As a start, if the degraded user experience outweighs the benefits of using the network, community members might choose to leave the network. For the DeFi space, this has to be taken into account within the context of centralised exchanges which would technically not face such problems. Users might move their trades to centralised exchanges which then reduces decentralisation guarantees.
A more existential question is what happens when the MEV to block rewards ratio starts tilting in favor of MEV. In this scenario, it is more profitable for miners (who themselves are assumed to have a pure profit incentive) to start using MEV strategies instead of securing the network. Of course the MEV strategies wouldn’t exist without the blocks being created. However, taken as a whole, the network will not be able to provide reasonable guarantees that a transaction would be included based purely on the gas fee.
Taking this a step further, miners could even rewrite blockchain history in what is called a time-bandit attack. By re-mining past blocks, all MEV extracted in the previous blocks could be used to subsidise the attack. This makes rational sense the higher the MEV to block reward ratio.

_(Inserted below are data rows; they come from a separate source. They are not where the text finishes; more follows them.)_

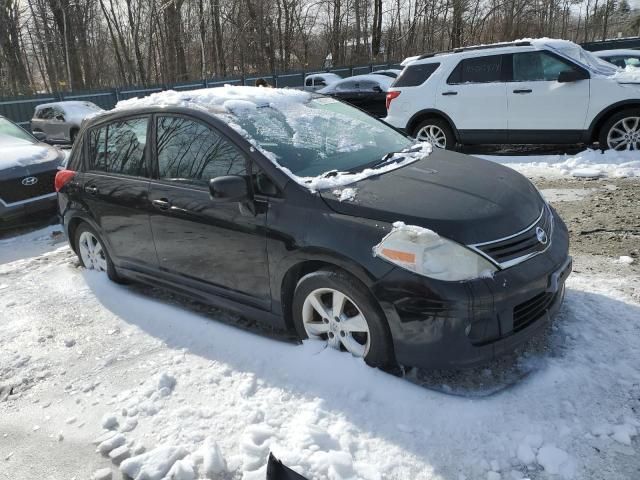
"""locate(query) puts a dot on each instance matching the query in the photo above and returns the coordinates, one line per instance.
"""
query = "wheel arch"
(431, 113)
(299, 267)
(604, 115)
(72, 224)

The explosion of DeFi meant significantly more value being transacted on-chain. Moreover, the market cap of ERC20 tokens has exploded relative to ETH.
During the bull run, transaction fees managed to outpace block rewards meaning that more value is being extracted through unconventional means.
Increased sophistication and adoption of MEV strategies meaning that this is no longer limited to a niche group of traders.
The second point above is what is concerning as it is hard to argue that such unconventional MEV strategies are of more value than securing the network.
Protecting our LPs
KyberSwap Elastic comes with an anti-sniping feature to natively protect LPs from any potential front-runners. This lock based vested reward system eliminates any front-running opportunities brought about from liquidity additions or removals. Refer to Anti-Sniping Mechanism for more information on how Elastic keeps its LPs safe.
For traders, the KyberSwap Aggregator allows you to customize the maximum slippage for each trade. This minimizes any front-running opportunities linked to your trade as your trade will only be executed if the final price is within the interval set.